Harlan Pruden, PhD. Student


“It can be assumed,” states Harlan Pruden, “that for urban Indigenous/Two-Spirit people(s) and communities, they often receive healthcare messaging that is not directed at them specifically. Often these messages are targeted to non-Native gay, bisexual, men who have sex with other men – or gbMSM. Now a year into the BCCfE HIV-PrEP, we see a 7-fold increase in Native folx on PrEP.”

“Although it is good to see that Indigenous and Inuit people are getting health messages through non-Native gbMSM materials and their networks, we must do better and provide specific messaging to Indigenous and Two-Spirited people,” stresses Pruden.


What does the above HIV-PrEP case study have to do with the discussion?

“In any discussion of healthcare services,” Pruden explains, “there should be folx at the table with deep firsthand and experiential knowledge of Non-Insurance Health Benefits. As you can see from the above history, even when Non-Native people are provided with information, we cannot assume that there will be knowledge translation and dissemination of that information. The Chicago initiative bypassed these well-intentioned healthcare workers and provided information directly to the community – we need more of that here in Canada, especially for Indigenous peoples.”

“The above history also is an example that Indigenous and Inuit people were not in any high-level HIV-PrEP decision making tables and if they were – they were not heard or did not speak up. Who is represented and not represented during these conversations is really important,” states Pruden.


“We are all going to make mistakes or not get things right or correct the first time. However, a mistake is only a mistake if we do not learn from it”

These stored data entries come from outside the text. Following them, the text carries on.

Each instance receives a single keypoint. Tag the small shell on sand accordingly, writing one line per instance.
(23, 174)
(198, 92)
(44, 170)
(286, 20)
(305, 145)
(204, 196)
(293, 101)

Harlan Pruden, PhD. Student


Pruden offers a few recommendations on how reconciliation within the BC healthcare system can take place in addressing these harms, as well as preventing ones that could happen in the future:

  • Importance of including Indigenous peoples in all stages of policy development, promotion, and knowledge translation
  • Improve and promote understanding of the unique care access pathways for First Nations, Métis, and Inuit people among healthcare providers and community-based organizations
  • Continued and improved collaborations between Indigenous peoples, healthcare providers, health authorities, and community-based organizations
  • Intentional consideration of how policies may uniquely impact Indigenous peoples given the impacts of colonization and unique healthcare access pathways
  • Promote reflective activities to highlight past mistakes to minimize these in the future and stand in better relations with Indigenous peoples

“We are all going to make mistakes or not get things right or correct the first time. However, a mistake is only a mistake if we do not learn from it. All too often we want to move on as if nothing happened – this does nothing but intensify the hurt and pain among those people not considered and left behind,” states Pruden. As part of the 94 “calls to action” motivated by the 2015 Truth and Reconciliation Commission of Canada, Pruden encourages BC health officials, “to acknowledge past mistakes (the ‘truths’) and to address these mistakes (the ‘reconcile’) in order to stand in better relations with Indigenous peoples.”

Ryan Stillwagon is a PhD. student in the Department of Sociology at the University of British Columbia. He is also affiliated with the BC Centre of Disease Control’s (BCCDC) Two-Spirit Dry Lab (part of Chee Mamuk) and with a PrEP knowledge translation campaign in process with the Community-based Research Centre (CBRC).

Harlan Pruden (First Nation Cree/nēhiyaw) works with and for the Two-Spirit community locally, nationally and internationally. Currently, Harlan is a PhD. student in the Interdisciplinary Studies Graduate Program at the University of British Columbia and is an Educator at the British Columbia Center for Disease Control’s Chee Mamuk, an Aboriginal health program. Harlan is also the Managing Editor of the TwoSpiritJournal.com, an interactive multi-platform Two-Spirit media/news site.